Open Access

GCKR gene functional variants in type 2 diabetes and metabolic syndrome: do the rare variants associate with increased carotid intima-media thickness?

  • Márton Mohás1Email author,
  • Péter Kisfali2,
  • Luca Járomi2,
  • Anita Maász2,
  • Eszter Fehér3,
  • Veronika Csöngei2,
  • Noémi Polgár2,
  • Enikő Sáfrány2,
  • Judit Cseh1,
  • Katalin Sümegi2,
  • Katalin Hetyésy4,
  • István Wittmann1 and
  • Béla Melegh2
Cardiovascular Diabetology20109:79

https://doi.org/10.1186/1475-2840-9-79

Received: 13 September 2010

Accepted: 29 November 2010

Published: 29 November 2010

Abstract

Background

Recent studies revealed that glucokinase regulatory protein (GCKR) variants (rs780094 and rs1260326) are associated with serum triglycerides and plasma glucose levels. Here we analyzed primarily the association of these two variants with the lipid profile and plasma glucose levels in Hungarian subjects with type 2 diabetes mellitus and metabolic syndrome; and also correlated the genotypes with the carotid intima-media thickness records.

Methods

A total of 321 type 2 diabetic patients, 455 metabolic syndrome patients, and 172 healthy controls were genotyped by PCR-RFLP.

Results

Both GCKR variants were found to associate with serum triglycerides and with fasting plasma glucose.
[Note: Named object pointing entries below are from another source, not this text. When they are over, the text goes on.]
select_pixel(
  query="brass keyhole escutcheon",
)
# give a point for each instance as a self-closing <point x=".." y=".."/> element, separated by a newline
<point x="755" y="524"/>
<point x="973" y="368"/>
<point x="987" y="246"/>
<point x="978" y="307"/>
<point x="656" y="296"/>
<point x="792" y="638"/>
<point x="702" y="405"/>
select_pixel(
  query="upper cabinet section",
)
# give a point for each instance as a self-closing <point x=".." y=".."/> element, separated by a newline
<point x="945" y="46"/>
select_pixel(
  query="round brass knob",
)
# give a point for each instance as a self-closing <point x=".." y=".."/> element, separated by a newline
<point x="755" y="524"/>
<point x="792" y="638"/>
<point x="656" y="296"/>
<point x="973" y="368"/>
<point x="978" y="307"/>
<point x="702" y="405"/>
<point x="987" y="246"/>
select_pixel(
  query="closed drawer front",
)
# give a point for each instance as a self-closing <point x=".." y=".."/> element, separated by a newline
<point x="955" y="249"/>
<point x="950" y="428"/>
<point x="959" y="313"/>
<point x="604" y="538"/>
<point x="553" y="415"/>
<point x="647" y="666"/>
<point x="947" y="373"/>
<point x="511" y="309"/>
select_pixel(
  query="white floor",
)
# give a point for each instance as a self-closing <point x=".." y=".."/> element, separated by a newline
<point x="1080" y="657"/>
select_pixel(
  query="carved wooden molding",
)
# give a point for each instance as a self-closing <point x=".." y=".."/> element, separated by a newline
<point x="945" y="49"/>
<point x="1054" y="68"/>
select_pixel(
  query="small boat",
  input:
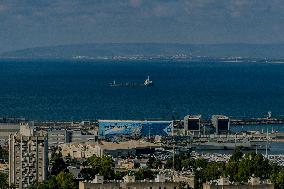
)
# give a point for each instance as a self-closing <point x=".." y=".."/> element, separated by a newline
<point x="148" y="82"/>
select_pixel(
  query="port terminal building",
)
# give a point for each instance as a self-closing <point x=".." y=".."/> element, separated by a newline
<point x="221" y="124"/>
<point x="111" y="128"/>
<point x="192" y="124"/>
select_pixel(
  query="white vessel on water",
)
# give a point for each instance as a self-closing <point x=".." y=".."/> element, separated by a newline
<point x="148" y="82"/>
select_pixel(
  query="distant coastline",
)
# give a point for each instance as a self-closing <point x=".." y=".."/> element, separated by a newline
<point x="149" y="51"/>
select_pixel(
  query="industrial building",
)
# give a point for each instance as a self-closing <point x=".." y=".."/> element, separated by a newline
<point x="110" y="128"/>
<point x="115" y="149"/>
<point x="192" y="124"/>
<point x="129" y="182"/>
<point x="221" y="123"/>
<point x="28" y="157"/>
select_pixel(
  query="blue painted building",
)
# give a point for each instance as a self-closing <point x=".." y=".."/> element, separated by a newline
<point x="109" y="128"/>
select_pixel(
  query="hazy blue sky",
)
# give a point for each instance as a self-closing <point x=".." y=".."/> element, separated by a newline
<point x="30" y="23"/>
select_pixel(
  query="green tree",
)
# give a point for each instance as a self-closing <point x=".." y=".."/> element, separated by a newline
<point x="278" y="180"/>
<point x="3" y="180"/>
<point x="88" y="173"/>
<point x="57" y="164"/>
<point x="154" y="163"/>
<point x="65" y="181"/>
<point x="142" y="174"/>
<point x="102" y="165"/>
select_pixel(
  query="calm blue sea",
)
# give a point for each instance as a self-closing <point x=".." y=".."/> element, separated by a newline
<point x="77" y="90"/>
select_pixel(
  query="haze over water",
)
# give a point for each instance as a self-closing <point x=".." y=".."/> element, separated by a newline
<point x="78" y="90"/>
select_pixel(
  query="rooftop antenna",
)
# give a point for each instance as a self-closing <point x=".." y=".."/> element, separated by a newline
<point x="173" y="158"/>
<point x="266" y="154"/>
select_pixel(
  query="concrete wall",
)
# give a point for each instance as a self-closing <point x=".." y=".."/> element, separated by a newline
<point x="134" y="185"/>
<point x="262" y="186"/>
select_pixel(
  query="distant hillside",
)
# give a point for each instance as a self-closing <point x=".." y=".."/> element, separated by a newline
<point x="148" y="49"/>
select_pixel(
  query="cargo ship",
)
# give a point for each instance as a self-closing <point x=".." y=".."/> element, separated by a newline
<point x="147" y="83"/>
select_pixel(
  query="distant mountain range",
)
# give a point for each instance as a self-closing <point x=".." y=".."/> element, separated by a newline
<point x="150" y="49"/>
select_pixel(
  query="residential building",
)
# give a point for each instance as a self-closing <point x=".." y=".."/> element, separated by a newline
<point x="28" y="157"/>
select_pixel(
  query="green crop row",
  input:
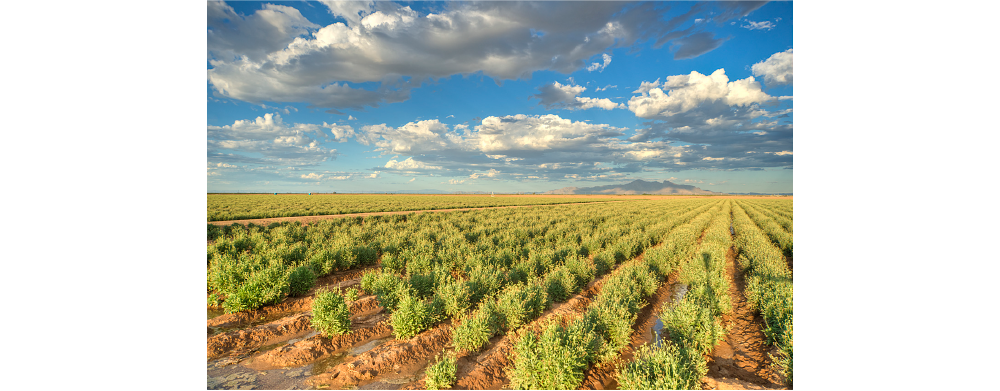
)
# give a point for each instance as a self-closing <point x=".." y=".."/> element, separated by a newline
<point x="775" y="211"/>
<point x="256" y="206"/>
<point x="510" y="290"/>
<point x="773" y="230"/>
<point x="558" y="357"/>
<point x="693" y="325"/>
<point x="769" y="285"/>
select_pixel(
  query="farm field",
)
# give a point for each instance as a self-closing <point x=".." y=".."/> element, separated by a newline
<point x="664" y="293"/>
<point x="256" y="206"/>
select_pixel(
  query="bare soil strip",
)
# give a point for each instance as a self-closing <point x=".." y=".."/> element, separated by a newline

However, significant association with the development of type 2 diabetes mellitus and metabolic syndrome could not be observed. Analyzing the records of the patients, a positive association of prevalence the GCKR homozygous functional variants and carotid intima-media thickness was found in the metabolic syndrome patients.

Conclusions

Our results support that rs780094 and rs1260326 functional variants of the GCKR gene are inversely associated with serum triglycerides and fasting plasma glucose levels, as it was already reported for diabetic and metabolic syndrome patients in some other populations. Besides this positive replication, as a novel feature, our preliminary findings also suggest a cardiovascular risk role of the GCKR minor allele carriage based on the carotid intima-media thickness association.

1. Background

Type 2 diabetes mellitus (T2DM) is characterized by elevated plasma glucose level as a result of impaired beta-cell function and/or peripheral insulin resistance [1]. Impaired glucose regulation is a major hallmark of metabolic syndrome (MS), however it is a more complex disorder featured by visceral obesity, elevated serum triglycerides, low level of HDL-cholesterol and raised blood pressure [2]. The prevalence of T2DM and MS is very high in the industrialized countries contributing to a considerably increased atherosclerotic burden and cardiovascular risk. Both of them are multifactorial diseases, besides several environmental factors, such as cigarette smoking, obesity, lack of exercise, bad nutrition habits and genetic factors are also contributed to the pathogenesis.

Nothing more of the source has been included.